Asking CNN, Al-Jazeera and other international media operations that dominate the broadcast landscape to be “nicer” with their representation of the African continent is all well and good, but it’s basically futile. The grass may ask the elephant not to step on it, but guess what’s going to happen when there’s a stampede? If we want the international media to take us seriously, we have to be serious about the content we produce and transmit. We have to have uniformity and clarity of our message. We have to edit our work for typos (something I’m often guilty of not doing myself). We have to write in perfect English/French/Chinese or whatever the dialect we are transmitting in so as to present the best picture of ourselves. We need to be more involved in the media landscape, not just ask the harbingers of the media to print more favorable stories about us. But most of all, we need to tell stories that are worth sharing!

Under President Kuffour’s direction, Ghana has billed itself as the ‘Gateway to the African Sub-region’, and let’s be very real: that’s a heavy mantle to carry. Think about a gateway. It’s the very first thing you see before you are ushered into the halls of your destination. A gate sets the tone and expectations for your visit. If the Gateway to the African Sub-region is littered with filthy streets, populated with people who struggle to feed themselves daily and has not yet managed to provide basic utilities of the 21st Century, like clean running water and reliable electricity, what kind of messages do you expect talebearers to report back? Well, it all makes sense, doesn’t it?! The leader of the Gateway is monkeying about in front of the CNN center like a Japanese student just arrived in town!
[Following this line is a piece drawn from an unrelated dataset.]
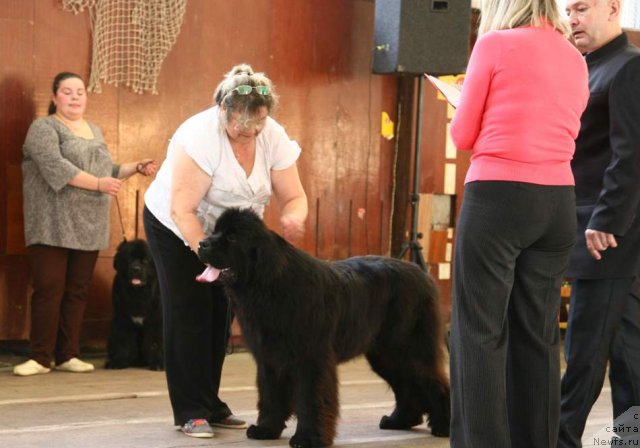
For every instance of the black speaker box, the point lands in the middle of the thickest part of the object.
(421, 36)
But what’s the difference between President Mahama and the Japanese student? He was invited to give an interview to Fionnuala Sweeney in the capacity of his position as president of an influential nation. If any image should have been released, it should have been one of Mr. Mahama looking poised, stern and presidential… not him squinting in the sun like he was waiting on MARTA to take him to his next destination!

I went to the Ministry of Information and Media Relations website to see what their goals and objectives as a body are. I expected to be unimpressed, and I was not disappointed. This tidbit was interesting though.
The Department is mandated to:

  • Create awareness of Government policies, programmes and activities.
  • Promote Ghana ‘s international marketing agenda.
  • Provide Public Relations support to Government Ministries, Departments, Agencies and Ghana ‘s missions abroad.
  • Get feedback from the public to government for policy reinforcement or redirection.

And exactly how did President Mahama achieve any of these with his visit/interview? Did he explain what Ghana’s challenges are and how his government has seen success through programs it has implemented? Did he talk about how the ministry could better partner with broadcast megaliths to change the nature of the conversation on Africa? Did he even give story ideas for Ms. Sweeny to follow up in the future? There is no evidence to suggest any of that. There is only this… this shyous display of bushness and un-refinement…


Heaven help us all, but please help Mr. Ayariga and all his  deluded, like-minded staffers most of all!